On 19 Mar 2006 09:37:00 GMT, John Phillips
wrote:

On 2006-03-18, Don Pearce wrote:
On Sat, 18 Mar 2006 17:54:15 GMT, "don" wrote:

dbFS is "decibels full scale". It is an abbreviation for decibel amplitude
levels in digital systems which have a maximum available level (like PCM
encoding). 0 dBFS is assigned to the maximum possible level. There is still
the potential for ambiguity, since some use the RMS value of a full-scale
square wave for 0 dBFS, and some use a sine wave.

No, no ambiguity, dB below full scale does not depend on wave shape,
merely how many digital levels remain unused.


This puzzled me.

The first quote (from don, not Don) is the opening part of the DBFS
entry in Wikipedia - see http://en.wikipedia.org/wiki/DBFS. I think it
is correct at least up to the final sentence about ambiguity.
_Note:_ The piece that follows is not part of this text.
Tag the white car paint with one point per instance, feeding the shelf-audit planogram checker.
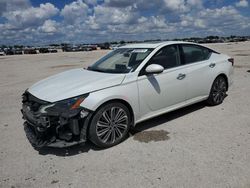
(148, 96)
(73, 83)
Then it
becomes at least ambiguous itself.

The actual ambiguity seem to be whether, when a waveform is said to
have amplitude x dBFS, you mean the peak amplitude of the waveform or
its RMS amplitude. Thus I think the fundamental ambiguity is not as
stated in the Wikipedia article about whether you use a sine or square
wave as reference.

Like Don (not don) I always assumed with dBFS you implicitly meant the
peak value of the waveform because of the nature of its representation
in a system having a waveform-independent overload level of 0 dBFS.

I had to think about this a bit when doing some FFTs (which usually work
in power/energy terms) on quantized signals. Maybe some people are more
comfortable to think of waveforms in power or energy terms however they
are represented, even when power or energy is probably no longer relevant.


Think of it this way:

By how many dB would you need to increase the signal level to hit the
limit of the ADC?

That is how many dB below full scale you are, and it ties in perfectly
with my definition. You don't concern yourself with what shape the
wave is - merely how tall it is. So yes, it is the peak-to-peak
amplitude that determines this, not the RMS. The former can be derived
from the latter for known wave shapes, but not for music.